Cependant, le président Berri ayant déclaré que la difficulté dans le problème gouvernemental réside moins dans la désignation du Premier ministre que dans la formation du Cabinet, les milieux politiques en ont déduit que des obstacles pourraient entraver la constitution du gouvernement, inhérente à la répartition des portefeuilles entre les communautés, surtout en ce qui concerne les portefeuilles des Affaires étrangères et des Finances.
M. Berri a laissé entendre que le nouveau Cabinet sera politico-parlementaire élargi, formé d’un nombre de ministres variant entre vingt-quatre et trente membres; de manière à en faire un gouvernement d’entente nationale dans toute l’acception du terme.

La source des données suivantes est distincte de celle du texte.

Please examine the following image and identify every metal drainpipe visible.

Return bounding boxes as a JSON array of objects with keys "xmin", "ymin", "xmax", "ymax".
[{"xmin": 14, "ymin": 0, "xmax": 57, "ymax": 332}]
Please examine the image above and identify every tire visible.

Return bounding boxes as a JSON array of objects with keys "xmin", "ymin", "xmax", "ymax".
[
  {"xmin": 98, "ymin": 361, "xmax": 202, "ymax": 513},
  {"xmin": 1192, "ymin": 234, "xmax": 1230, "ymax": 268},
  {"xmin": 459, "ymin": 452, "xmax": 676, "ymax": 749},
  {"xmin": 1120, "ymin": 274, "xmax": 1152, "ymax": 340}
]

À QUAND LA RENCONTRE LAHOUD-HARIRI?
Pour en revenir à la rencontre entre le président Lahoud et M. Hariri, les cercles politiques se perdent en conjectures quant à la date exacte à laquelle elle aura lieu. Mais ils pensent que lorsque celle-ci sera fixée et connue, cela prouvera que tout obstacle sera éliminé en ce qui concerne le choix des membres du futur Cabinet.
Par ailleurs, le fait que le président Bachar Assad ait préféré reporter sa visite au Liban, dans le cadre de sa tournée arabe, jusqu’après la formation du nouveau gouvernement, témoigne de son souci de ne pas interférer dans les tractations en cours autour de ce problème.
Pendant ce temps, plusieurs sujets de diversion sont maintenus au centre du débat politique, entre autres ceux relatifs à la présence militaire syrienne, à l’abolition du confessionnalisme politique et, tout dernièrement, aux prérogatives présidentielles dans la désignation du Premier ministre et du choix des membres du gouvernement. Ainsi, le problème gouvernemental serait traité loin des feux de la rampe et à l’abri d’éventuelles ingérences de la part de certains cercles influents qui voudraient placer des ministrables de leur bord.
Il nous revient que les responsables syriens qui sont restés à l’écart des élections législatives et tout en préconisant la constitution d’un “gouvernement d’entente”, sont décidés à ne pas intervenir dans tout ce qui concerne l’échéance gouvernementale.

HAZIM PREND LE PARTI DE BKERKÉ
Enfin, par rapport à la controverse autour du “communiqué des prélats maronites”, il importe de relever une prise de position ferme et claire de S.B. Mgr Ignace IV Hazim, patriarche grec-orthodoxe, qui a pris le parti de Bkerké, en défendant le droit des Libanais d’exprimer leur opinion envers toutes les questions vitales engageant l’avenir de la patrie.
“Ce qui nous intéresse, a dit l’éminent prélat, est le contenu et non les réactions qui ne sont pas souvent au niveau d’un Etat et d’un peuple riches par leur intelligentsia et leurs universitaires. Les réactions prétendûment suscitées par des appels, des communiqués ou des déclarations sont inspirées de l’extérieur. Et si les instances religieuses parlent, c’est parce que les politiciens gardent le silence, au lieu de dénoncer les dangers et périls qui menacent la patrie.”